Author Archives: Blog by Bogumił Kamiński

Swift as an Arrow.jl

By: Blog by Bogumił Kamiński

Re-posted from: https://bkamins.github.io/julialang/2020/11/06/arrow.html

Introduction

The Julia language is renowned for being swift (yet it is clearly not Swift).

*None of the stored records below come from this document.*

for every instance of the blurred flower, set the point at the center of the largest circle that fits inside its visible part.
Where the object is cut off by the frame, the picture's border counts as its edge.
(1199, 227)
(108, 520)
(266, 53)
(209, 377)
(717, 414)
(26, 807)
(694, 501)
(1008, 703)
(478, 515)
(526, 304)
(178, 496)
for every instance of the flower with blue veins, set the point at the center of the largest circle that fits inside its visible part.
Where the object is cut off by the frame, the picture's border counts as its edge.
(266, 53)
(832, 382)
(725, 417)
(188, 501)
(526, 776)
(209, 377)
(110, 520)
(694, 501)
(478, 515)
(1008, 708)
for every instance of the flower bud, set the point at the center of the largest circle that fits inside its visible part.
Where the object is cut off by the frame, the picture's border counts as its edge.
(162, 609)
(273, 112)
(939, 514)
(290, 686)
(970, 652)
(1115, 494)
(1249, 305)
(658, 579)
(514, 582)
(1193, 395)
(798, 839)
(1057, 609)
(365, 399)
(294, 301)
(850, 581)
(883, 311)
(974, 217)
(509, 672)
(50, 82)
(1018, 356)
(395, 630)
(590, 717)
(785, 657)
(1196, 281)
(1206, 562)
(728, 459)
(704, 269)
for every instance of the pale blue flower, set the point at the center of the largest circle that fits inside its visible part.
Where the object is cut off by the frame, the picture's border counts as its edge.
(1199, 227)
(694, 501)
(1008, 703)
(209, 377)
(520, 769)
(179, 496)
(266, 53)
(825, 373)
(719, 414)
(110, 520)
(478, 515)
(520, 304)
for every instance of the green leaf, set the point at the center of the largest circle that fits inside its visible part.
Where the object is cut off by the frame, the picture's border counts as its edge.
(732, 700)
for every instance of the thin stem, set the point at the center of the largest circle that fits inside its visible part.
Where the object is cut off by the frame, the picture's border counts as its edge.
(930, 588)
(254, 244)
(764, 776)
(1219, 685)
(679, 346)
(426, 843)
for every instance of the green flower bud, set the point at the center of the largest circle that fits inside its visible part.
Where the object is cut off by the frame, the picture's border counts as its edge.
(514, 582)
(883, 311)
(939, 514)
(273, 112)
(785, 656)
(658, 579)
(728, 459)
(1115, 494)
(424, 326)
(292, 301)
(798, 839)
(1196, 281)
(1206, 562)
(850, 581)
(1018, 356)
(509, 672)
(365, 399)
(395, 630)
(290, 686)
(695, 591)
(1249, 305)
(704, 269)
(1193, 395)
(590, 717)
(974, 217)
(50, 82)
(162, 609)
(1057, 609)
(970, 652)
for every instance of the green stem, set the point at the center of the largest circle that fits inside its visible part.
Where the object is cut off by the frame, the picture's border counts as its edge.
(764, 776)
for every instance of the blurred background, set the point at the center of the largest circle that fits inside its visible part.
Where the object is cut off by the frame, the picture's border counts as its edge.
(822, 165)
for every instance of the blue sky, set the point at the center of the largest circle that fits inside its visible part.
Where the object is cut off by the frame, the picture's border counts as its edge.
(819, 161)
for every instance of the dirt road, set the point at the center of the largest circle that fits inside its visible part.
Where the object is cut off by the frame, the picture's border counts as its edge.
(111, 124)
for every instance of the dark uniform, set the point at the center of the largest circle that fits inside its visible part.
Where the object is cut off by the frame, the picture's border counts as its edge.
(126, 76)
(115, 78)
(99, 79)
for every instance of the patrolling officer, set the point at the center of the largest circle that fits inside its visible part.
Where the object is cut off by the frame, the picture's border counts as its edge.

Recently its data reading and writing capabilities are ultra swift mainly
thanks to Jacob Quinn building on earlier efforts of ExpandingMan.

The game changer is Arrow.jl package which is not only fast, but also
it is an implementation of Apache Arrow format. This means that we have
a great format for in-memory and on-disk data exchange with C, C++, C#, Go, Java,
JavaScript, MATLAB, Python, R, Ruby, and Rust.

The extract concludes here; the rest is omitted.